PS: also make sure that you interpret dotplots correctly. Most dotplots are designed to indicate reorganization events and will not show single base differences.
Thank you, so what would be the steps? I ran IGV and the read looks properly mapped. But what I shall do after? Even if I make the VCF, what I need is a final fasta file...
what I suggested is that you look at variants, can you see clear cut variants in your IGV visualizations?

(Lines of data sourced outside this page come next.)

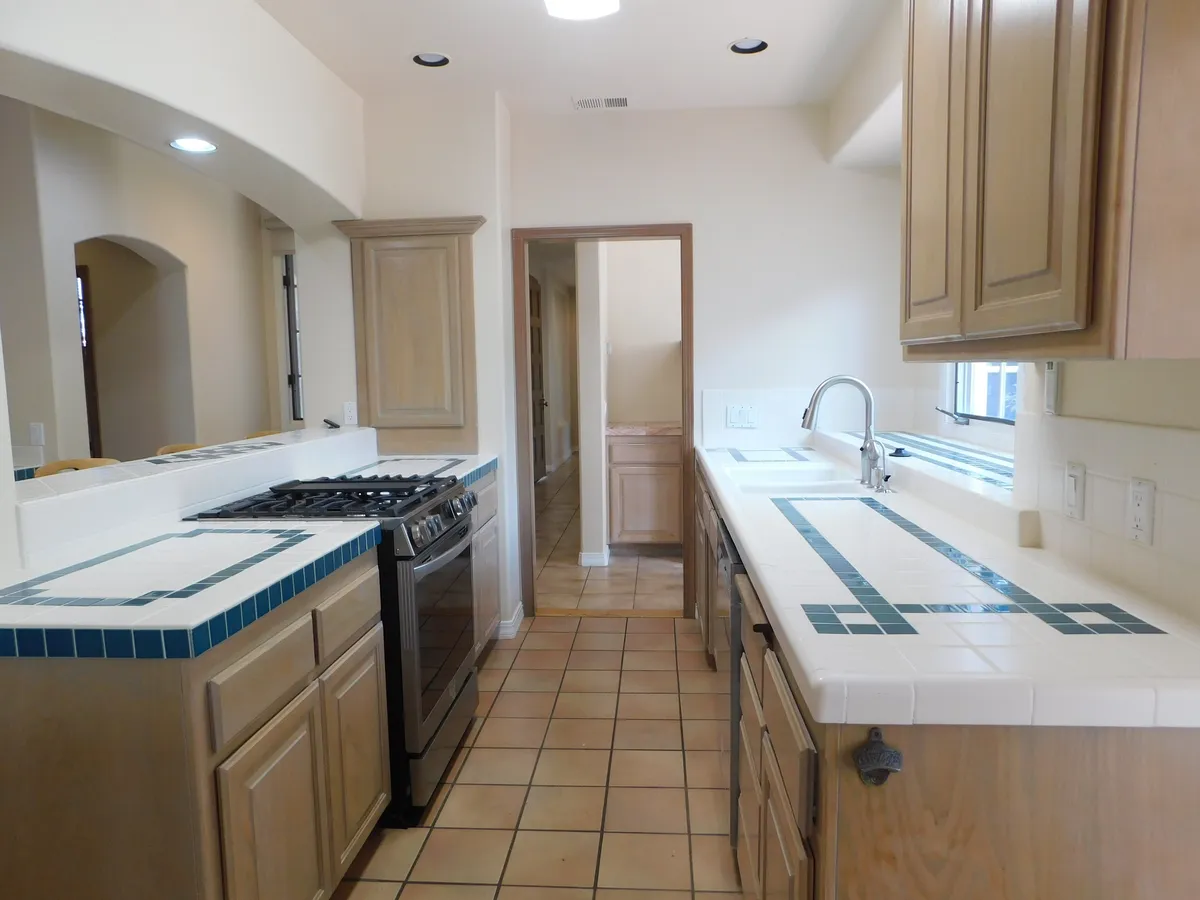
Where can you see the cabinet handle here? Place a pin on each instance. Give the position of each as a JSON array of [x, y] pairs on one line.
[[876, 761]]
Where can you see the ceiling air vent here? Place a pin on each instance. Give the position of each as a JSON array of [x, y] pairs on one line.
[[582, 103]]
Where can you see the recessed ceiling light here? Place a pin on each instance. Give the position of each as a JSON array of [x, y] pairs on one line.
[[431, 60], [748, 45], [193, 145], [580, 10]]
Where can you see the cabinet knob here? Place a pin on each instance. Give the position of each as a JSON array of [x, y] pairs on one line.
[[876, 761]]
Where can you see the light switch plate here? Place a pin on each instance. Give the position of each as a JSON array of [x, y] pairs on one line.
[[1073, 489], [1140, 527]]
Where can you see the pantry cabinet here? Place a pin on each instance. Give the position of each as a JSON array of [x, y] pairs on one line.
[[1049, 207]]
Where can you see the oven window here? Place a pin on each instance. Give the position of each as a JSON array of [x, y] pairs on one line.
[[447, 627]]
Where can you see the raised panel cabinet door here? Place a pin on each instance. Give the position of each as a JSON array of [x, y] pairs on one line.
[[354, 699], [645, 505], [1033, 97], [933, 169], [485, 568], [274, 813], [412, 297]]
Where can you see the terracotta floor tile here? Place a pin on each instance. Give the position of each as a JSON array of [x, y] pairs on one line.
[[550, 641], [573, 768], [483, 807], [647, 735], [486, 766], [603, 641], [541, 659], [579, 735], [461, 856], [705, 769], [703, 682], [648, 706], [586, 706], [447, 892], [647, 768], [653, 660], [603, 624], [553, 859], [513, 732], [689, 660], [705, 733], [708, 811], [523, 705], [646, 810], [705, 706], [388, 855], [649, 642], [586, 681], [533, 679], [645, 861], [642, 682], [555, 623], [643, 625], [713, 867], [564, 809]]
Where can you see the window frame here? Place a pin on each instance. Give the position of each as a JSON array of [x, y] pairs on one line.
[[966, 418]]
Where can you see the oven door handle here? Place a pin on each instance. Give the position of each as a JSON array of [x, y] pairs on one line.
[[432, 565]]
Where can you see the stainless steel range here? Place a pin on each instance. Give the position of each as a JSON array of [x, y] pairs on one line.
[[427, 610]]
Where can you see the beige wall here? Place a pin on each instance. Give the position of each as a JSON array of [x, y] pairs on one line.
[[143, 360], [645, 331]]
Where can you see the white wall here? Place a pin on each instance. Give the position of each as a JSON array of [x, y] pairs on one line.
[[645, 331], [796, 261], [141, 347]]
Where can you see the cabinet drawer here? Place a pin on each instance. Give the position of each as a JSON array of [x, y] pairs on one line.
[[251, 685], [346, 613], [645, 451], [793, 748], [754, 643], [751, 714]]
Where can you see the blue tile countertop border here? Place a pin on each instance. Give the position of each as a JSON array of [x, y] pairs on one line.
[[174, 643], [891, 619]]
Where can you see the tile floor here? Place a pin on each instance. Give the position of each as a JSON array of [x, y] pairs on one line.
[[592, 773], [646, 581]]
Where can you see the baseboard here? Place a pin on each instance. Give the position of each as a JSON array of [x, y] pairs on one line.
[[591, 559], [511, 627]]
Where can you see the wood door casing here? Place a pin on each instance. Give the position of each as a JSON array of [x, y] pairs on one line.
[[355, 709], [934, 160], [1033, 91], [537, 379], [274, 814]]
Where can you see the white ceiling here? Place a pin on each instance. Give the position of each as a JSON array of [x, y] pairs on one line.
[[663, 54]]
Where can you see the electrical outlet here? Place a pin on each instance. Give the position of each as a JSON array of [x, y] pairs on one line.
[[1073, 490], [1140, 526]]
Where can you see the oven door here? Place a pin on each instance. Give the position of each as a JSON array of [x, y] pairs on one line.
[[438, 610]]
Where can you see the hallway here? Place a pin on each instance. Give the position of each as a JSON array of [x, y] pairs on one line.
[[639, 581]]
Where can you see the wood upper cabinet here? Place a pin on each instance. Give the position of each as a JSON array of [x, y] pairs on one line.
[[274, 822], [414, 329], [353, 695]]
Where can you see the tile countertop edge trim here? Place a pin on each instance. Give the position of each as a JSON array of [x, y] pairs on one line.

the results of the consensus calls is a FASTA file
Thank you. I will try with
bcftools consensus
. Just to be sure, is the alignment commandbwa-mem2 mem -t 8 ${index} ${paired_1}.fq ${paired_2}.fq | samtools view -Sb - | samtools sort -o ${AlnSrt.bam}
correct?${index}
is the reference file generated with${b}bwa-mem2 index -p {index} {index}.fa
, and${paired_x}
are the original fastq files,if you already have a BAM that you can view with IGV as stated above then you have performed the alignment correctly so move onto the next step
I ran bcftools and, visualizing the VCF file I can see that there are some SNP, which I assume means that the alignment was correct and did not simply replicate the reference:
it also has to be the major allele I believe, so check that too.
but just by looking at it, I think this should work with bcftools consensus, I am going to test samtools consensus myself since I have never run that.